C’est durant les répétitions d’une compagnie de danse que Valéria Quinci réalise Dance Theatre after Pina Bausch. Un hommage en noir et blanc à la grande chorégraphe, et à sa capacité à traduire les états d’âme en mouvements.
« Ce qui a le plus marqué ma jeunesse ? Les étés passés à Ráckeve, d’où ma famille paternelle est originaire, au bord d’un Danube bordé de saules pleureurs. Les habitant·es de cette petite ville étaient plus éclectiques : famille de pêcheur·ses, artisan·es, musicien·nes, peintres, sculpteurices… Je ressens toujours l’âme de cet endroit quand j’y rentre », confie Valéria Quinci. Un écrin d’émotions qu’elle garde à l’esprit, comme un phare lui indiquant une direction créative. Un rappel de laisser la beauté ou la grâce d’un instant guider sa prise de vue. Son diplôme en commerce en poche, l’artiste hongroise débute une carrière dans le marketing international à Budapest, avant d’emménager à l’étranger. Cinq pays visités plus tard, elle s’installe en France, où la naissance de ses enfants pose un dilemme nouveau : « reprendre une recherche d’emploi – qui peut s’avérer particulièrement longue – ou prendre mon courage à deux mains et me mettre à mon compte », raconte-t-elle.
Passionnée par le médium photographique, elle trouve dans l’image un terrain d’apprentissage sans limites, un outil lui permettant de se remettre en cause, d’évoluer. À travers l’image, c’est sa sensibilité instinctive, celle qui ancre dans son imaginaire les paysages de son enfance, qui émerge. Une palette de nuances mêlant « l’authenticité, la pureté, le courage, les moments de peine ou de joie – en bref, les ressentis de la condition humaine », déclare l’autrice.
Le dialogue des corps
Autant d’états d’âme qui guident ses collaborations et leur donnent forme. C’est lors d’un shooting pour la compagnie de Layra Rodriguez que Valéria Quinci compose Dance Theatre after Pina Bausch. Une série d’images monochromes où les corps deviennent des formes spectrales aux mouvements flous. D’une arabesque, les jambes, les ports de bras s’effacent, laissant dans l’air des vagues aux couleurs de peaux, comme l’incarnation fanée d’une présence éphémère. Loin de se contenter de capturer la réalité des répétitions, la photographe rend hommage à une expression corporelle qui la fascine. « Avec la danse, on peut sentir, et faire sentir sans avoir recours aux mots. C’est profond. C’est pur. C’est sans superflu », précise-t-elle.

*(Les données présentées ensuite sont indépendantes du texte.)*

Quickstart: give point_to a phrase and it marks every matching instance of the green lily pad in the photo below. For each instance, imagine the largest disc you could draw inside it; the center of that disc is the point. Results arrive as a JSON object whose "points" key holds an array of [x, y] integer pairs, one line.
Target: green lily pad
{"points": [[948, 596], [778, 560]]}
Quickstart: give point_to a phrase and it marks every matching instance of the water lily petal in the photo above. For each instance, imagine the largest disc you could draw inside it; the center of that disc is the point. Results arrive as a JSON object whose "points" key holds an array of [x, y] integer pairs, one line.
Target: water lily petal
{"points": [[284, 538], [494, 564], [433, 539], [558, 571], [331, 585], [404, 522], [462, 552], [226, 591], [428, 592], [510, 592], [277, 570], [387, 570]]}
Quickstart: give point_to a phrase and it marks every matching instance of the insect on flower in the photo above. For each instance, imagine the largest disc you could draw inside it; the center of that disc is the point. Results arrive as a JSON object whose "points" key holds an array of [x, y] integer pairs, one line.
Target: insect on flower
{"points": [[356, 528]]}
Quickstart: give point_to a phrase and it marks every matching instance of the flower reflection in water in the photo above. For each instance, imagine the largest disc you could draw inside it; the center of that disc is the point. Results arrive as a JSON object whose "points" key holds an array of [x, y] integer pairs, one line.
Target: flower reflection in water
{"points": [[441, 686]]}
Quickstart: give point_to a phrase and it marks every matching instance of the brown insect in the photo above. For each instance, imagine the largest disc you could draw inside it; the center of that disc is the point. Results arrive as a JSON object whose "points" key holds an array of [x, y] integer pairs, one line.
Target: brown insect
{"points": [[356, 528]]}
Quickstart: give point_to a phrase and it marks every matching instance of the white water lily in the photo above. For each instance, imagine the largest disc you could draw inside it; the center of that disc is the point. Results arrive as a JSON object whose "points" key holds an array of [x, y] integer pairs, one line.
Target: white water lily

À l’instar de Pina Bausch dont elle admire la capacité à « créer un lien profond avec les danseur·ses », la manière « dont les émotions sont tirées du mouvement en revivant les souvenirs et le vécu personnel de chaque performeur·se pour créer des pièces de danse-théâtre authentique », Valéria Quinci s’échappe du tangible pour venir décrocher l’énergie vive née du dialogue des corps. Figures fantomatiques figées dans une embrassade, dos cambrés, doigts tendus vers l’invisible… Alternant le brouillard et la netteté, la douceur du vaporeux et le contrastes brusques – celui des bras sur le fond noir, celui des projecteurs qui inondent la scène d’une lumière dichotomique – la photographe s’affranchit de la réalité. Face à son objectif, l’entraînement, la fatigue, la recherche de la perfection s’estompent pour ne laisser place qu’à la sensation. Celle qui s’impose à nous, celle qui étouffe le bruit du reste pour n’en faire qu’un écho. Une belle manière de « donner plus d’amplitude émotionnelle [à la scène] et toucher la frontière du surréel », conclut l’autrice.